2. Z drugiej strony, możliwe jest oczywiście wykradzenie czyjegoś loginu, tak więc w dalszym ciągu inna osoba będzie mogła pisać pod innej osoby imieniem.(nickiem) i zalewać ten blog n.p. spamem, po czym założy sobie nowy adres email i nowy login, aby dalej spamować do woli…
3. Poprzednio też musiałem podać jakiś email, ale podawałem fikcyjny, który nie był weryfikowany przez POLITYKĘ, a obecnie, aby utworzyć login, to muszę podać email prawdziwy, jako iż na niego dostaję link do aktywacji mego konta na serwerach POLITYKI, co w przypadku podania prawdziwych danych przy zakładaniu adresu email umożliwia kradzież moich danych osobowych.
4. Jak już to wyjaśniałem, aby utworzyć login do POLITYKI, to trzeba podać adres poczty elektronicznej (email), a aby ten utworzyć, to z kolei trzeba podać swoje dane osobowe, n.p. w AOL imię, nazwisko, płeć, datę urodzenia oraz kod pocztowy. A cóż jest prostszego niż wymiana danych pomiędzy POLITYKĄ a AOL (dawniej Netscape), Guglem czy też Jahu?
III. I jeszcze na temat polityki prywatności Polityki:
1. I jak mam rozumieć to: „Użytkownikom przysługuje prawo wglądu do dotyczących ich danych osobowych oraz prawo do ich poprawiania. Danych zbieranych automatycznie nie da się zmienić ani usunąć.” Jak jest więc z tą możliwością poprawiania moich danych osobowych, które ode mnie wyłudzić mogła POLITYKA, uniemożliwiając mi komentowanie na tym blogu bez ich udostępnienia tejże POLITYCE?

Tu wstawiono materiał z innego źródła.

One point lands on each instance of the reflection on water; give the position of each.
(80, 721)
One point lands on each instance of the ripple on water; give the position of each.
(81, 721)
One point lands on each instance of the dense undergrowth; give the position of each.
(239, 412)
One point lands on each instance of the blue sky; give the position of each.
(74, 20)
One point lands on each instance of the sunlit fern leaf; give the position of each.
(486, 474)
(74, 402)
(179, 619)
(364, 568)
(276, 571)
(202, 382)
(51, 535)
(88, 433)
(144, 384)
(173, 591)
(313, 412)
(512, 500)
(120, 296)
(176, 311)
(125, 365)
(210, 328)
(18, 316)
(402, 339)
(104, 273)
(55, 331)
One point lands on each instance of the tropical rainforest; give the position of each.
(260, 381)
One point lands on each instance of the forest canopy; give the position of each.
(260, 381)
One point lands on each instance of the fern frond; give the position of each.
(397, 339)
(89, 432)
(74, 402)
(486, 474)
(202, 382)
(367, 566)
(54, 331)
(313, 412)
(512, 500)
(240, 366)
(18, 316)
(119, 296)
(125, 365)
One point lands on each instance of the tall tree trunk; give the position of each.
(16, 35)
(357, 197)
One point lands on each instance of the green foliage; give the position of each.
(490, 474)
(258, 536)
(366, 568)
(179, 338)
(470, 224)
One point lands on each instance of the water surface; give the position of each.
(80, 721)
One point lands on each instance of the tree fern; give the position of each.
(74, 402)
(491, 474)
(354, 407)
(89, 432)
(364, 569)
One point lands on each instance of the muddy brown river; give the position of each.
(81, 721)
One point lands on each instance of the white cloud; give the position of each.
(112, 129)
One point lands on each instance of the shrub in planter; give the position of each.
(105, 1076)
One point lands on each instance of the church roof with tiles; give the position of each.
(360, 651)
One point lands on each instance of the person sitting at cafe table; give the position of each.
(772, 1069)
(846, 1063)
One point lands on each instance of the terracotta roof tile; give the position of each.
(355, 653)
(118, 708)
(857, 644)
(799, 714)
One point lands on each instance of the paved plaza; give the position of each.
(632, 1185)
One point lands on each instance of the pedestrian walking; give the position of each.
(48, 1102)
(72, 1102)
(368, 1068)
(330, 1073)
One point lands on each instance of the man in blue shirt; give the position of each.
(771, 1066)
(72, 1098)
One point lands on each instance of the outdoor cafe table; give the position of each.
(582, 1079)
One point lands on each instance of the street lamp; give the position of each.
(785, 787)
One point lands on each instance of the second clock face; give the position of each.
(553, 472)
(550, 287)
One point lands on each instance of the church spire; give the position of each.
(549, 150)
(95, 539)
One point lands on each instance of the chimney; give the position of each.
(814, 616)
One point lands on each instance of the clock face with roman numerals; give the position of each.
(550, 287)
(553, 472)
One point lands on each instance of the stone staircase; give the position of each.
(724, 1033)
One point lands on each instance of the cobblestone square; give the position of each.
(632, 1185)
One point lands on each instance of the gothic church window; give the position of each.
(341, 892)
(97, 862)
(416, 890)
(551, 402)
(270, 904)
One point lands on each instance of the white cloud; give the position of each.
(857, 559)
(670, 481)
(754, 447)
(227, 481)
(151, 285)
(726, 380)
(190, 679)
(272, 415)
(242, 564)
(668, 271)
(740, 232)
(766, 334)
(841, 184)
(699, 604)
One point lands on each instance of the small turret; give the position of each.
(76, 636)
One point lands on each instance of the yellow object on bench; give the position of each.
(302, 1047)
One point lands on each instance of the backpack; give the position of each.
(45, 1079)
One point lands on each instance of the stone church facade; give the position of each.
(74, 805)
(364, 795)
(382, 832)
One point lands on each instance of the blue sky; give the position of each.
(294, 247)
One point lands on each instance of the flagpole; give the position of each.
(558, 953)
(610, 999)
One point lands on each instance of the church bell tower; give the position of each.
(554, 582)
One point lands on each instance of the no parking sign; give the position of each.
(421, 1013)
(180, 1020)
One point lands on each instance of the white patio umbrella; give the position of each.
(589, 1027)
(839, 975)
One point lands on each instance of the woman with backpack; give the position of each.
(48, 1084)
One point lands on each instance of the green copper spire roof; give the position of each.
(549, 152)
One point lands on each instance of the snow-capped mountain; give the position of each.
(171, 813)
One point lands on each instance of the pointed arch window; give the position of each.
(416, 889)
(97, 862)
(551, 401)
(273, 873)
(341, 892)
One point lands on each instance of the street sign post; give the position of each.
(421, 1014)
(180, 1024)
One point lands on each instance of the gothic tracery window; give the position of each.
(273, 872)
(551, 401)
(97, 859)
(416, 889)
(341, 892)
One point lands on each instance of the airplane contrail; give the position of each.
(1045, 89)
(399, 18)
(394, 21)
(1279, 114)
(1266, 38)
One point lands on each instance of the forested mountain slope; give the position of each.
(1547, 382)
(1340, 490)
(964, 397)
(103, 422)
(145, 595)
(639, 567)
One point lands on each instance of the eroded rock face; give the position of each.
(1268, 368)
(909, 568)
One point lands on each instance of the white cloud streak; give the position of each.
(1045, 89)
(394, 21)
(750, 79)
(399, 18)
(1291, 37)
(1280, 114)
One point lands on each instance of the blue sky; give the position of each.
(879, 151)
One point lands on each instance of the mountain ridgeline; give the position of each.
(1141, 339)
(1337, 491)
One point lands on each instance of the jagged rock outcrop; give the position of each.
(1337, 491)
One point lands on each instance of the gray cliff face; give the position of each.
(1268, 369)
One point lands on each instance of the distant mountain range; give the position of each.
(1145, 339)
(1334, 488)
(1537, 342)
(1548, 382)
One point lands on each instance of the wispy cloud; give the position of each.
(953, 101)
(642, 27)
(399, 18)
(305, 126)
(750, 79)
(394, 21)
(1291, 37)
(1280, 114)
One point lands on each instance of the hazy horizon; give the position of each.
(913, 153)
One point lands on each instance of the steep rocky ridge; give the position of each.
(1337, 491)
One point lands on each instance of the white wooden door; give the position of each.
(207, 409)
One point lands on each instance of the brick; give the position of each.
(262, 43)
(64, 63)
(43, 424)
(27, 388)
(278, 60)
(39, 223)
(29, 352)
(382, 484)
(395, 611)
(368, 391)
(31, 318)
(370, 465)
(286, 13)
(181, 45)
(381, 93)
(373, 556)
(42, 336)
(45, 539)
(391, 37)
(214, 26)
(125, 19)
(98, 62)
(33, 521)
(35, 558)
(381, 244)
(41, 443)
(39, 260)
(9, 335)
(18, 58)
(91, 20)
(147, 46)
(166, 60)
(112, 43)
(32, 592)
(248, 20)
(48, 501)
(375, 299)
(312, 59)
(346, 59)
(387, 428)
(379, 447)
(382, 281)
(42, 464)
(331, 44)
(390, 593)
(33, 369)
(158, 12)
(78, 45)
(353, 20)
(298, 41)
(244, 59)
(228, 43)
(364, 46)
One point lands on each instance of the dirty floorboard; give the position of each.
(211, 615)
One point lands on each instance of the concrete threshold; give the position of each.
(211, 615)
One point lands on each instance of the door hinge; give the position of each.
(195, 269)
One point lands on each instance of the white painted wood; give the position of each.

2. Także: „Dane osobowe użytkowników Serwisu zawarte w formularzach rejestracyjnych (…) mogą być one przetwarzane, za zgodą użytkowników Serwisu w prawnie usprawiedliwionych celach Polityki, w tym marketingu bezpośredniego własnych produktów usług Polityki oraz firm z nią współpracujących.” Czyli że każdy, kto zapłaci POLITYCE za to, aby być przez nią uznany, za firmę z nią współpracującą, ma pełny dostęp do danych osobowych przechowywanych przez POLITYKĘ.
3. Ostrzegam też, iż:
– Przetwarzane przez Politykę dane osobowe użytkowników Serwisu mogą zostać udostępnione uprawnionym organom państwa na ich żądanie, na potrzeby prowadzonych przez nie postępowań lub osobom trzecim na podstawie orzeczeń organów państwa.
– Informacje dotyczące IP użytkowników mogą zostać przekazane uprawnionym organom państwa, na ich żądanie na potrzeby prowadzonych przez nie postępowań lub osobom trzecim na podstawie orzeczeń organów państwa.
4. Polecam też lekturę odnośnie tzw. cookies oraz technologii Local Storage Object (LSO).
Szalom!
P.S. Dlaczego nie można komentować najnowszego pani wpisu na tym blogu?